Campaign ASU 2020, a comprehensive effort to permanently raise the long-term fundraising capacity of the university, has raised nearly half a billion dollars for student access, excellence and success, ensuring that every qualified student can come to ASU — and thrive.
Frank Smith, who graduated in May, never thought college was an option. Throughout his youth, he lived in 27 different foster homes. Despite instability at home, Smith was determined to get a college degree and entered ASU as an Armstrong Scholar, an Obama Scholar, a Spirit of Service Scholar and a Nina Mason Pulliam Scholar. He was elected the youngest student body president ever at the ASU Downtown Phoenix campus.

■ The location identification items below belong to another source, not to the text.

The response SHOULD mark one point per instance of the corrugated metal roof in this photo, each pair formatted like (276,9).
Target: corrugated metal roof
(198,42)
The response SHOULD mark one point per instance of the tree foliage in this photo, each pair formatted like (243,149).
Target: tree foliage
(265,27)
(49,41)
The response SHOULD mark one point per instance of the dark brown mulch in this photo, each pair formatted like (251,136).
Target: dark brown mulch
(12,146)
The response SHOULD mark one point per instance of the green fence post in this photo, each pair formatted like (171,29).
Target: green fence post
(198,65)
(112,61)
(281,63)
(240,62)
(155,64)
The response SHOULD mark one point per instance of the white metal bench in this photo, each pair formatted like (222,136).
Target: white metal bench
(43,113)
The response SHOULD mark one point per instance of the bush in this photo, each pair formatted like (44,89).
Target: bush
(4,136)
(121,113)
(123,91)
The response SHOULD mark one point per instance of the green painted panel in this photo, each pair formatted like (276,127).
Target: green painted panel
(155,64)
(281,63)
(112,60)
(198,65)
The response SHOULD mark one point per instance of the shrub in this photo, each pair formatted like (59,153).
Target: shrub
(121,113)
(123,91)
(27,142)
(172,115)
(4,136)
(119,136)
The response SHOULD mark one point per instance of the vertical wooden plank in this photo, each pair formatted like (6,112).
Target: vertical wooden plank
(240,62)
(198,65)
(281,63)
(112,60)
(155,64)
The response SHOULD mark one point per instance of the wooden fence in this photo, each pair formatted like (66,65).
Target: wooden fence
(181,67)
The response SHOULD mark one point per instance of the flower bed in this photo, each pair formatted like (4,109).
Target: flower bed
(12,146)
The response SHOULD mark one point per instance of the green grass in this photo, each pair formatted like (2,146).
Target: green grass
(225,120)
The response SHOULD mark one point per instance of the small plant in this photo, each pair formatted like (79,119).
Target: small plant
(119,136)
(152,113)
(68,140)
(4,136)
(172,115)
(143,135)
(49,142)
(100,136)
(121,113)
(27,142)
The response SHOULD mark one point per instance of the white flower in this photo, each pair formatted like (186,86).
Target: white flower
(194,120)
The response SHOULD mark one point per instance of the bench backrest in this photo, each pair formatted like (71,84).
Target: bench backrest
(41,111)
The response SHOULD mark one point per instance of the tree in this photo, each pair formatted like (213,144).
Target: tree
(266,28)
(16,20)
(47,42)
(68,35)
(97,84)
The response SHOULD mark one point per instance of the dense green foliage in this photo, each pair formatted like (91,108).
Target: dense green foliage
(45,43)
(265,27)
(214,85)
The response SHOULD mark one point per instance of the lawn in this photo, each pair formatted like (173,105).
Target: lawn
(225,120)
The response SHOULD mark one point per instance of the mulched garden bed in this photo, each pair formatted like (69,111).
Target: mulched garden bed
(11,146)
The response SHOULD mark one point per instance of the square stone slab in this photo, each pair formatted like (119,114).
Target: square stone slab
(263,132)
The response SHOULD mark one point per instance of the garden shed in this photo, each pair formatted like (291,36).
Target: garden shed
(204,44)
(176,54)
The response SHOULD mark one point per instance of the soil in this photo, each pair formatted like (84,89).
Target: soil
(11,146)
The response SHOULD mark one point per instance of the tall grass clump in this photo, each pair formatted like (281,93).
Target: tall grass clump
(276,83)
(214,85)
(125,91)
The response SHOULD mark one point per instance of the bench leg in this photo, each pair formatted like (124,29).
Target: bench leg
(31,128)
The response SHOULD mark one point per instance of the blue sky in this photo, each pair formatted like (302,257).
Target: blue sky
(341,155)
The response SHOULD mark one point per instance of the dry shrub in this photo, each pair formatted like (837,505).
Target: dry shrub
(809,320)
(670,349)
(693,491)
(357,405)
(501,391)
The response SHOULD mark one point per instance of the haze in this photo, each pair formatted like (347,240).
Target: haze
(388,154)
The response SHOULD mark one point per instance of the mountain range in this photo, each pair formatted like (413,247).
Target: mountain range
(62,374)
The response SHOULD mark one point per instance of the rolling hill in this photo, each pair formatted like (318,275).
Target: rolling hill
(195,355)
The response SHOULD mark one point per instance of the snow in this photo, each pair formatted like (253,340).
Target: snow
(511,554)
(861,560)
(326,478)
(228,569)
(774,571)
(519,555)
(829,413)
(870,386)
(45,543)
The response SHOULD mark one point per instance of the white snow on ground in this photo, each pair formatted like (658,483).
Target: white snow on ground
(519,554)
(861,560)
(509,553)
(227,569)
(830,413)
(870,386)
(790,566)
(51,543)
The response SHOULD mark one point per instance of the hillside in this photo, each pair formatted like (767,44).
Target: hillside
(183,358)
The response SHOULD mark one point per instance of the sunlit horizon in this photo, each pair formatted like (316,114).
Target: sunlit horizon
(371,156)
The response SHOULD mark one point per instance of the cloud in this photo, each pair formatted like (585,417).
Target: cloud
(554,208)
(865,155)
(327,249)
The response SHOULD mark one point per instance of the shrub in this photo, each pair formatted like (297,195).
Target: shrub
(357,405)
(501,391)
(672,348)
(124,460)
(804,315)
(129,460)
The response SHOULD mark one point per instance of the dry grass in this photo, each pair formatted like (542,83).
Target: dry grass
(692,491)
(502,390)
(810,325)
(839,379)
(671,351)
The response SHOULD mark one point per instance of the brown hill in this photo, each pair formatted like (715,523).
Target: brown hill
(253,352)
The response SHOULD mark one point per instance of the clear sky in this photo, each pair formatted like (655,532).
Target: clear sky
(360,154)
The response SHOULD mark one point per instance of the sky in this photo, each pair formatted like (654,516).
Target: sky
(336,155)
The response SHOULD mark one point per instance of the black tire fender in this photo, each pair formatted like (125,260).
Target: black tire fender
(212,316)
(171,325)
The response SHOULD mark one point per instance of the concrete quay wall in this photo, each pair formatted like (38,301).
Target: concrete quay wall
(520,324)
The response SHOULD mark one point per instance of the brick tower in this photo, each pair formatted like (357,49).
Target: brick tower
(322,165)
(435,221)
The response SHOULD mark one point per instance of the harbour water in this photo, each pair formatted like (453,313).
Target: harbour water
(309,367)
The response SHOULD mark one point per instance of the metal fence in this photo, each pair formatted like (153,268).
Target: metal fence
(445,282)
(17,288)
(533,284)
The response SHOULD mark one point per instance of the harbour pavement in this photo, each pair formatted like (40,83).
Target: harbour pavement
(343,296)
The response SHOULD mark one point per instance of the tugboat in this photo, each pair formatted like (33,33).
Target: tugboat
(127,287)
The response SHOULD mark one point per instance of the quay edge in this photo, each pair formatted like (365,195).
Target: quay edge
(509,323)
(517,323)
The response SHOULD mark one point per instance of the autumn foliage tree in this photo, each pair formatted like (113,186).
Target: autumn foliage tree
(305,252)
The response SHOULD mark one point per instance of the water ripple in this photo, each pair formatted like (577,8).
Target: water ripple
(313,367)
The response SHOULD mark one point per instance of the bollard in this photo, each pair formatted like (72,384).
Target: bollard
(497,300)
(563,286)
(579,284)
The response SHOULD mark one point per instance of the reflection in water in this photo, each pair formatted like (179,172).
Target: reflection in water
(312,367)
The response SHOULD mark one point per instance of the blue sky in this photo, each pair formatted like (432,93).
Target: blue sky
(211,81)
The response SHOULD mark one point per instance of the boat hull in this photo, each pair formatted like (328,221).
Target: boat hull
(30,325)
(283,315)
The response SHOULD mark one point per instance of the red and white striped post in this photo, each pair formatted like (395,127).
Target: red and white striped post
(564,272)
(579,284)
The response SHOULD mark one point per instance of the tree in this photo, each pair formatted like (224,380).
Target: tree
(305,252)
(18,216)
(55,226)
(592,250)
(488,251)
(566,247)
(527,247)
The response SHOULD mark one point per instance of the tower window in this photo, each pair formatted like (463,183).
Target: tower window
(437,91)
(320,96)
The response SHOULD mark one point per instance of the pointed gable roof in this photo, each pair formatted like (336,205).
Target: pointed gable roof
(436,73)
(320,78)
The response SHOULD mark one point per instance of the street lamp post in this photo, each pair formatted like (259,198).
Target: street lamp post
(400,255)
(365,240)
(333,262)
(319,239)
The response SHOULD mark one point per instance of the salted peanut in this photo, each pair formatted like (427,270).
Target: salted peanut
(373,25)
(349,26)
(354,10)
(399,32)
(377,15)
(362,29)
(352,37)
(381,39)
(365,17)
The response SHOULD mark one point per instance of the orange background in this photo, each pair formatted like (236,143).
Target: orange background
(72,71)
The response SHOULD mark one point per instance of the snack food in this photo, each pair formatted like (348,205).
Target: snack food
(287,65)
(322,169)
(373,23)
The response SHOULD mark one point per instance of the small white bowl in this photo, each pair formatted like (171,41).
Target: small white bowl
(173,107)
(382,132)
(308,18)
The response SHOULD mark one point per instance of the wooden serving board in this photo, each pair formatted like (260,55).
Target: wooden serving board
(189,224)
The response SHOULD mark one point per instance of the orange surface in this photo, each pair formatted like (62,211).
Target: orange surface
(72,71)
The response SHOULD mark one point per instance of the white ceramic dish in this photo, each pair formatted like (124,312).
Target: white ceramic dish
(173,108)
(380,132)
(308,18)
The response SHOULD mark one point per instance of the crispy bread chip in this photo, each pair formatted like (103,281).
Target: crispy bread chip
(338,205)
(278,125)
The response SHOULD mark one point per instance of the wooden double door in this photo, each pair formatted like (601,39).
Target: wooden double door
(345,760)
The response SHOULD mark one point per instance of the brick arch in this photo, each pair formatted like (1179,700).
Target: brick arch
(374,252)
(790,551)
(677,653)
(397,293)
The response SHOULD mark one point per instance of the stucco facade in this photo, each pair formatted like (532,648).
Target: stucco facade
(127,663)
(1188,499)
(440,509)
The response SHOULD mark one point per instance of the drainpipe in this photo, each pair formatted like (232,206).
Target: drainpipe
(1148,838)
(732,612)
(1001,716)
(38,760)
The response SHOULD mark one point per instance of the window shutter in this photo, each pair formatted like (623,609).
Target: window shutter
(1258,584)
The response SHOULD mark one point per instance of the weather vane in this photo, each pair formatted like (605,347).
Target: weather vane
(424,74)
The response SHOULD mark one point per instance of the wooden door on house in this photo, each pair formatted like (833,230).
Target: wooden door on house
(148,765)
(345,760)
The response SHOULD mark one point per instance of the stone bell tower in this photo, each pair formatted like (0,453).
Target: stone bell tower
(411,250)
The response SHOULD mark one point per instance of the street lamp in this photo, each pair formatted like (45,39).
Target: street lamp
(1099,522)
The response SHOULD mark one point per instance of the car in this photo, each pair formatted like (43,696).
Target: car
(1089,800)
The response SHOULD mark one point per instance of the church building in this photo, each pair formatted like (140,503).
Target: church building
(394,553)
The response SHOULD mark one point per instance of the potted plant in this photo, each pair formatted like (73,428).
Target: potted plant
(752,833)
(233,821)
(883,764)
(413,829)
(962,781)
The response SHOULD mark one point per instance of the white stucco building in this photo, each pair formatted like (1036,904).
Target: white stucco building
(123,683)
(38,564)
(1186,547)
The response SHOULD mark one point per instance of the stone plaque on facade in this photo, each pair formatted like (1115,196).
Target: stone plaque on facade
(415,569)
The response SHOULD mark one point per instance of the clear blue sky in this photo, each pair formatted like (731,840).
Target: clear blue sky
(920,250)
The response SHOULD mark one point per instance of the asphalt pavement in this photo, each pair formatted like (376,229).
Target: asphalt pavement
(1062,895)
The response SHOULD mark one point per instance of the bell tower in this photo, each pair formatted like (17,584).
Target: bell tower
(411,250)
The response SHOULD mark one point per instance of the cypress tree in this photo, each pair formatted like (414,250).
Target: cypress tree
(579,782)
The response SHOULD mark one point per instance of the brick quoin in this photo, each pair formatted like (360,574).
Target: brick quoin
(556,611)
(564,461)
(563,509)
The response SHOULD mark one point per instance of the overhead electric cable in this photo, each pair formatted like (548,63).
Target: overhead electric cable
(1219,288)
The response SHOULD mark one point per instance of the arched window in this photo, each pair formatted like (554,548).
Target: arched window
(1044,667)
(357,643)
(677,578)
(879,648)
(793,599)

“I always knew the numbers were against me, but I also knew it could be different. I definitely don’t think I would be here without the teachers and mentors who believed in me, and I’m grateful,” he said. “I want to be a role model for foster children and show them they can hope for something better and achieve it.”
Smith is one of nearly 10,000 students each year who receive scholarships through private support.
Private support also funded a wide range of impactful gifts this year, including a new research fund for the Department of Psychology; support for blockchain curriculum in engineering, business, and law; and funding for students to design, build and fly space vehicles.
One gift made headlines in the sustainability world: Kelly and Brian Swette, founders of Sweet Earth Natural Foods, made a major gift to establish the Kelly and Brian Swette Center for Sustainable Food Systems at Arizona State University, and to create the Swette Family Scholarship Program, to provide financial support to students from agricultural farm-working and food-working families.
“Private support is critical to the success of ASU, and we are grateful to the community of supporters whose contributions are advancing the New American University,” said R.F. “Rick” Shangraw Jr., chief executive officer of ASU Enterprise Partners, the parent organization to the ASU Foundation. “Their support of students, faculty, research, and bold ideas help ensure a very bright future.”
The ASU Foundation is a private, nonprofit organization dedicated to advancing the mission of ASU as the New American University. For the seventh year in a row, it has received the highest ranking for efficiency and transparency from Charity Navigator, the largest independent nonprofit evaluator.